Whatever possessed my mother to marry him remains a mystery even to her. After eleven years and three kids they divorced. My father heavily pursued a professional tennis career for my older brother that created a canyon of despair for my brother and disillusionment for my father.
On the side-lines, vigilant, but losing patient with each passing year, we're the less interesting of the children. The only girl and his youngest gay son who preferred dressing up and barbies to football and lad banter.
Any conversation tried with my father was one that inflicted another bite of pain, it always left a mark, the disinterest. Not wanting to know whom your own flesh and blood were, their passions, their interests, wants and desires. It emblazoned in my mind that I was unworthy of knowing, that I must be so dull and flaccid, that it was better to talk at me than to me.
I grew up, as all little girls do and as I educated myself with life and travel, I came to accept the man as he was. No single soul was as interesting as him, everyone was a background player, and he was the star of the show. He was most likely the happiest out of us, even despite during the eventual passing of his mother, he decimated the relationships he had with his siblings.
Now he is a well-known swinger. He ventures abroad to sex it up with mysterious strangers, getting his kicks in exotic ways. Notorious on the circuit, my father has been a performer in every aspect of his life. He stands out from the crowd, a jack the lad. Abandoning his life like his cars on the highway. Love had eluded him, most likely feeling as if he was unworthy of it since being abandoned and then rejected by his own mother.
As I said, he is the most interesting person I have never known.
And the woman responsible for the man that became my Father, her hair was like wire, her nails were always painted but always chipped, and she laughed copiously at her own terrible jokes. The makeup she wore accentuated nothing about her, the conversation was often a blade dipped in poison, or an asp waiting to strike. She would try to strike you with words, make you feel less than worthy of her affections.

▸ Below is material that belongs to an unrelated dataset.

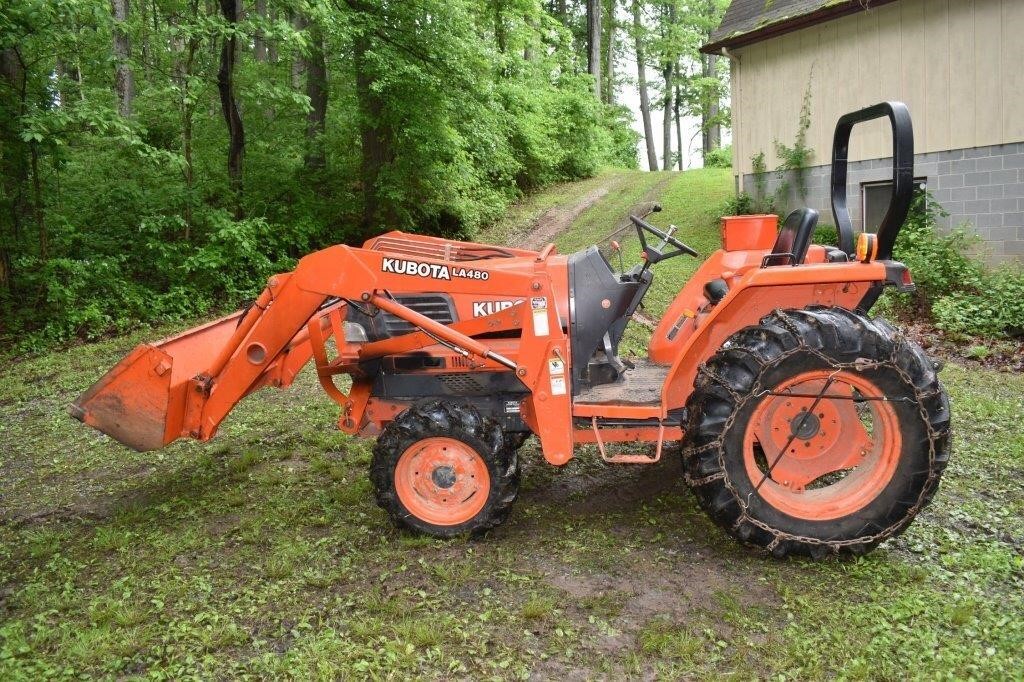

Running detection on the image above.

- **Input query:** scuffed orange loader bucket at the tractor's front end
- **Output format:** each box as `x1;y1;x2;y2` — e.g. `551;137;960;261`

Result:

Her house was an array of patterns that were dusty, worn and dated. Nothing matched, everything looked and felt old, and the same furniture followed her from London to Eastbourne, Ireland and back again.
It never felt like a home, or a place I would want to stay for too long. Visits were obligatory, until they weren't and I was old enough to say no. When that day did come it felt as if the relationship shifted. I was no longer a kid, and I understood what was being said between the lines, so eventually nothing was said at all, only the niceties. By then it was too late, and when she died, I failed to shed a single tear. There was no love there, she was grandmother by blood. Ironically, my grandmother who I had lost before was not mine by blood, yet that was a loss that was tragic in my life, for she was what a grandmother should be.

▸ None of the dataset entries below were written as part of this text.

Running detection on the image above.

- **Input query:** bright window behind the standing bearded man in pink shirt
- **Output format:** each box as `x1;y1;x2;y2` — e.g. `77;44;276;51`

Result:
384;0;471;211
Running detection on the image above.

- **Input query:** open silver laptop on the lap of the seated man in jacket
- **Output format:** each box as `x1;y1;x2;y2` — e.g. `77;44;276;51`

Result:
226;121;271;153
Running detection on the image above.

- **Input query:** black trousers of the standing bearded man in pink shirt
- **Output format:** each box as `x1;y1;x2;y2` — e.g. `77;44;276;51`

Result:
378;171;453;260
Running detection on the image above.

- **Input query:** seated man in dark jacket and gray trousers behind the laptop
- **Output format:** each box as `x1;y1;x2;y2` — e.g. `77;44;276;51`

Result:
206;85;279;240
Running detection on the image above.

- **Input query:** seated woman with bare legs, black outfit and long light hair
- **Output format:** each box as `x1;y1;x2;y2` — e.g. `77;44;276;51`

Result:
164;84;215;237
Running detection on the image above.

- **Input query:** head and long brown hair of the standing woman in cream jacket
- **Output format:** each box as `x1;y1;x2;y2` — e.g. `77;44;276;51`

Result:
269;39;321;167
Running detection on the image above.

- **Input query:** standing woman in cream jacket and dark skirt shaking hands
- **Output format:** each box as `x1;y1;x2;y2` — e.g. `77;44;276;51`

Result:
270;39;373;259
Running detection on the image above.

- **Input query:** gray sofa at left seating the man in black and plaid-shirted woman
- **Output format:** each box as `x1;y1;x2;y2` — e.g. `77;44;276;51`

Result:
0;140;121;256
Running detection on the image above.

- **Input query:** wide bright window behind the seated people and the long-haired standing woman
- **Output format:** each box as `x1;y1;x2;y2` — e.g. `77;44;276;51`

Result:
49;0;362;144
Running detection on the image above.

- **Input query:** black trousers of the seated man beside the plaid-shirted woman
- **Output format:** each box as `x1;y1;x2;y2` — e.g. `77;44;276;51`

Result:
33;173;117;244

I feel grateful to have experienced both ends of the spectrum. To my father's mother, I was the daughter of a woman who was never good enough for her son. That animosity ricocheted down to her children; we bore its brunt. But the love we felt from my mother’s adoptive parents, shows that just because a person's blood courses through your veins, does not give them the right to your affections.

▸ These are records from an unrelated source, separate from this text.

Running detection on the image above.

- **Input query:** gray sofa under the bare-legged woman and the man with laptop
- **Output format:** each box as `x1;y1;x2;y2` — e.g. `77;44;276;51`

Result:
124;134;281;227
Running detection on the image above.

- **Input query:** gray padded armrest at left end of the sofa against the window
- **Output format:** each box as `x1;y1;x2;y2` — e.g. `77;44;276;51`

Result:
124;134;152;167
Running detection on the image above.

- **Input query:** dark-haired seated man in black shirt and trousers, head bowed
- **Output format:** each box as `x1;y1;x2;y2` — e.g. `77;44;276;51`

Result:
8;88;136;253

Love, like trust, is earned. They demand it like a debt that must be paid because they played some biological part in your existence. I think that is where so many go wrong. Relative’s feel is owed to them, but its more complicated than that. We choose love, like we choose our friends and our lovers. Then we earn that love back, and we cradle and nurture the love of another. Nurse it to live alongside us, feed it and care for it.
I
will choose every love I have and want including the love I have for
myself. As my hair turns from ash brown to silver, my skin maps my
life upon the skin for all to read and grow into who I was always
supposed to be, I will discard the parts of my life that do not serve
me. Even if that means people in my life are a part of the fallout.